3.2. Antimicrobial Susceptibility Profile of Bacterial Isolates

Antimicrobial susceptibility analysis revealed marked variability both among the antibiotics evaluated and among the bacterial groups considered. The distribution of susceptibility categories showed differential patterns suggesting a non-homogeneous phenotypic response in the culturable oral microbiota. Table 2 summarizes the frequency and proportion of isolates classified as susceptible or resistant for each antimicrobial evaluated, while Figure 4 summarizes this behavior by Gram group.

In Gram-negative bacteria, the highest susceptibility rate was observed against ceftriaxone, at nearly 90%, making it the best-performing antimicrobial in this group. In contrast, ampicillin with sulbactam and tetracycline showed resistance rates exceeding 50%, while streptomycin and trimethoprim with sulfamethoxazole also exhibited significant levels of non-susceptibility. Overall, this pattern indicates that Gram-negative isolates displayed the broadest resistance phenotypic profiles in the study.

In Gram-positive bacteria, the antimicrobial response was less heterogeneous. Oxacillin, ampicillin with sulbactam, and cefoxitin showed complete susceptibility in all isolates tested. Penicillin was the only antimicrobial with a significant proportion of resistance within this group, with a distribution close to equilibrium between susceptible and resistant isolates. This behavior suggests that resistance in Gram-positive bacteria was more localized and less widespread than in Gram-negative bacteria.

From a comparative perspective, the results indicate that antimicrobial resistance in the canine oral microbiota was not evenly distributed among either antibiotic classes or bacterial groups. The highest relative resistance burden was concentrated in Gram-negative bacilli exposed to commonly used antimicrobials, while in Gram-positive cocci, resistance was primarily restricted to penicillin. This pattern reinforces the need to interpret antimicrobial susceptibility in a stratified rather than aggregated manner, as overall behavior can mask relevant differences among bacterial groups with varying clinical and epidemiological significance.

3.3. Phenotypic Resistance Burden and Multidrug Resistance in Bacterial Isolates

Analysis of phenotypic resistance burden revealed that the distribution of the number of antimicrobials to which each isolate exhibited resistance was not homogeneous within the evaluated group.

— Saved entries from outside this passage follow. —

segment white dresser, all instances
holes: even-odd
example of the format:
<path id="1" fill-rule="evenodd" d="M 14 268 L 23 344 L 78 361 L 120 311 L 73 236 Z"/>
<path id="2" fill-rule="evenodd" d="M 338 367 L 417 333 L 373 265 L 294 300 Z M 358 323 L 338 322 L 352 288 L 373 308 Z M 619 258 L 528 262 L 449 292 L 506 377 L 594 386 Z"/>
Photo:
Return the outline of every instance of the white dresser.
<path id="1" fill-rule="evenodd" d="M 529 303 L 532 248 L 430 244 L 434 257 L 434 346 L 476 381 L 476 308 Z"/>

Of the 139 isolates, 99 showed resistance to at least one antimicrobial, representing 71.2%. Multidrug resistance , operationally defined as resistance to three or more antimicrobial classes, was identified in 13 isolates, equivalent to 9.4% of the total analyzed. All isolates with this profile were Gram-negative bacteria, resulting in a multidrug resistance prevalence of 14.3% within this group, as summarized in Table 3.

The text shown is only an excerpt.